/UTPM

Code for paper: Learning to Build User-tag Profile in Recommendation System

Primary LanguagePythonApache License 2.0Apache-2.0

UTPM

Code for paper: Learning to Build User-tag Profile in Recommendation System

Dataset

Download link: MovieLens 20M Create data folder, unzip and move the dataset into the folder

Tag similarity query result

Here are some tag similarity search results based on the trained embedding vectors:

happy ending -->
         happy ending 1.0
         cute! 0.9432591
         fantasy 0.89542687
         cute 0.88582855
         fun 0.8504139
adaptation -->
         adaptation 0.9999999
         books 0.986031
         based on book 0.91810507
         mythology 0.88804483
         magic 0.8615897
book -->
         book 0.99999994
         island 0.8349991
         hospital 0.83032197
         book was better 0.82220745
         midlife crisis 0.80883765
book was better -->
         book was better 0.99999994
         book 0.82220745
         midlife crisis 0.8160943
         homophobia 0.8155084
         stereotypes 0.7798702
literature -->
         literature 0.9999999
         literary adaptation 0.88163626
         passionate 0.8808603
         18th century 0.8807162
         based on a play 0.86564
father son relationship -->
         father son relationship 0.9999999
         vengeance 0.80616903
         police corruption 0.79352015
         oscar (best foreign language film) 0.78094
         tragedy 0.77240366
storytelling -->
         storytelling 0.9999999
         small town 0.7059536
         love story 0.5919437
         romantic 0.53870004
         paris 0.53361225

Tag & user embedding distribution

Use t-sne dimension reduction method to reduce the trained tag and user embeddings into 2D space, below is the tags' and users' distribution. tags users

Precision@K

Currently cannot reproduce the result in paper. I think the paper's data preprocess method (e.g. filter out some long-tail user / movie) is different with mine and this is crutial to the evaluation result. But we cannot find these details in the paper. So the gap still exists.
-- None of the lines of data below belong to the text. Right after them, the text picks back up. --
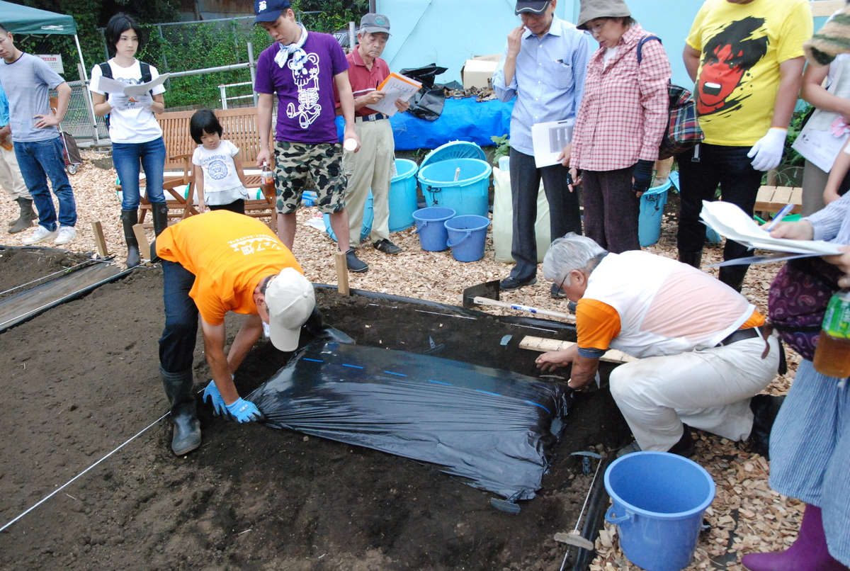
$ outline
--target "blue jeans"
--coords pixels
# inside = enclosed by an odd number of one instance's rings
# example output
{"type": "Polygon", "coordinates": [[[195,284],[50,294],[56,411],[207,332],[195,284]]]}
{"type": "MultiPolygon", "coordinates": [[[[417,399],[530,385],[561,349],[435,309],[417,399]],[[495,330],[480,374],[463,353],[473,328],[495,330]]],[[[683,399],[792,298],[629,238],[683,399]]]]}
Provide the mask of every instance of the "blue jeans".
{"type": "Polygon", "coordinates": [[[189,297],[195,274],[177,262],[162,260],[165,329],[160,339],[160,365],[169,373],[191,370],[198,336],[198,308],[189,297]]]}
{"type": "MultiPolygon", "coordinates": [[[[756,195],[762,186],[761,171],[751,164],[746,154],[752,147],[727,147],[719,144],[699,145],[700,161],[694,162],[694,150],[679,155],[679,211],[678,249],[680,252],[702,251],[706,241],[706,225],[700,222],[703,201],[713,201],[720,185],[720,200],[732,202],[752,216],[756,195]]],[[[751,256],[745,246],[728,240],[723,248],[723,259],[734,260],[751,256]]]]}
{"type": "Polygon", "coordinates": [[[61,226],[76,224],[76,203],[74,202],[74,190],[65,172],[60,138],[46,141],[15,141],[14,155],[24,176],[24,183],[38,210],[38,223],[51,232],[56,229],[56,209],[48,188],[49,177],[54,194],[59,199],[59,223],[61,226]]]}
{"type": "Polygon", "coordinates": [[[144,168],[144,188],[151,204],[165,202],[162,172],[165,169],[165,142],[162,138],[147,143],[113,143],[112,162],[121,181],[124,199],[122,210],[139,208],[139,166],[144,168]]]}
With user_frac set to 0.5:

  • precision@1: 14.87%
  • precision@2: 7.46%
  • precision@3: 6.67%

Run the model

Create pics folder for saving t-sne embedding distribution pics. Run with default config python main.py

If you don't have GPU but want to see the result quickly, it is recommended to use a small (let's say 0.3) user_frac to make a sample of full users.
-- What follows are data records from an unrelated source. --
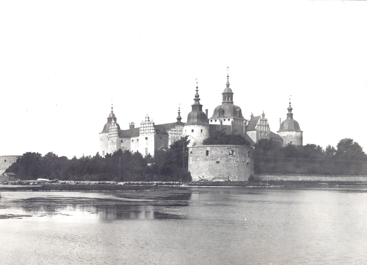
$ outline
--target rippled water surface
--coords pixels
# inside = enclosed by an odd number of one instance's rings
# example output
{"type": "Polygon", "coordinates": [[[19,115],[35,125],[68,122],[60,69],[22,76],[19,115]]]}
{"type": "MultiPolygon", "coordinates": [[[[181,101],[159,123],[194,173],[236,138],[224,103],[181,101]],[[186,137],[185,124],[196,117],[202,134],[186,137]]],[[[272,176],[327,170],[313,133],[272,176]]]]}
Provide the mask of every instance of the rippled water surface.
{"type": "Polygon", "coordinates": [[[364,188],[1,195],[1,264],[367,264],[364,188]]]}

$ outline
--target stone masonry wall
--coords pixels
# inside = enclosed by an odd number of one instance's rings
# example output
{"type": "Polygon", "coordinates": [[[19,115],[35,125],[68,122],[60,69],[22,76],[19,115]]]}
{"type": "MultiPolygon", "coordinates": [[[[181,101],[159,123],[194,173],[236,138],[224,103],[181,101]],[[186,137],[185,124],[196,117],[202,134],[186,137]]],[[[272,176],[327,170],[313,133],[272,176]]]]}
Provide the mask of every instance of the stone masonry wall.
{"type": "Polygon", "coordinates": [[[292,142],[292,144],[302,146],[303,135],[301,132],[279,132],[278,134],[283,138],[283,146],[292,142]]]}
{"type": "Polygon", "coordinates": [[[253,149],[237,145],[196,146],[189,148],[192,180],[247,181],[254,175],[253,149]]]}
{"type": "Polygon", "coordinates": [[[17,161],[17,159],[21,155],[0,156],[0,175],[5,172],[11,164],[17,161]]]}
{"type": "Polygon", "coordinates": [[[325,176],[323,175],[281,175],[256,174],[256,180],[312,181],[367,181],[366,176],[325,176]]]}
If everything is properly set, you should see outputs like the following:

epoch: 000 | step: 00000 | batch_loss: 6.6119 | epoch_avg_loss: 6.6119 | step_time: 0.35378
epoch: 000 | step: 00100 | batch_loss: 3.0183 | epoch_avg_loss: 4.4048 | step_time: 0.01175
epoch: 000 | step: 00200 | batch_loss: 5.4969 | epoch_avg_loss: 3.7021 | step_time: 0.01200
epoch: 000 | step: 00300 | batch_loss: 4.1210 | epoch_avg_loss: 3.3223 | step_time: 0.01197
epoch: 000 | step: 00400 | batch_loss: 1.5884 | epoch_avg_loss: 3.0219 | step_time: 0.01407
epoch: 000 | step: 00500 | batch_loss: 0.5027 | epoch_avg_loss: 2.7848 | step_time: 0.01389
epoch: 000 | step: 00600 | batch_loss: 3.1471 | epoch_avg_loss: 2.5947 | step_time: 0.00737
epoch: 000 | step: 00700 | batch_loss: 0.9000 | epoch_avg_loss: 2.4497 | step_time: 0.00798
......

To change the default config, pass arguments when launch main.py, check utils.py for arguments details.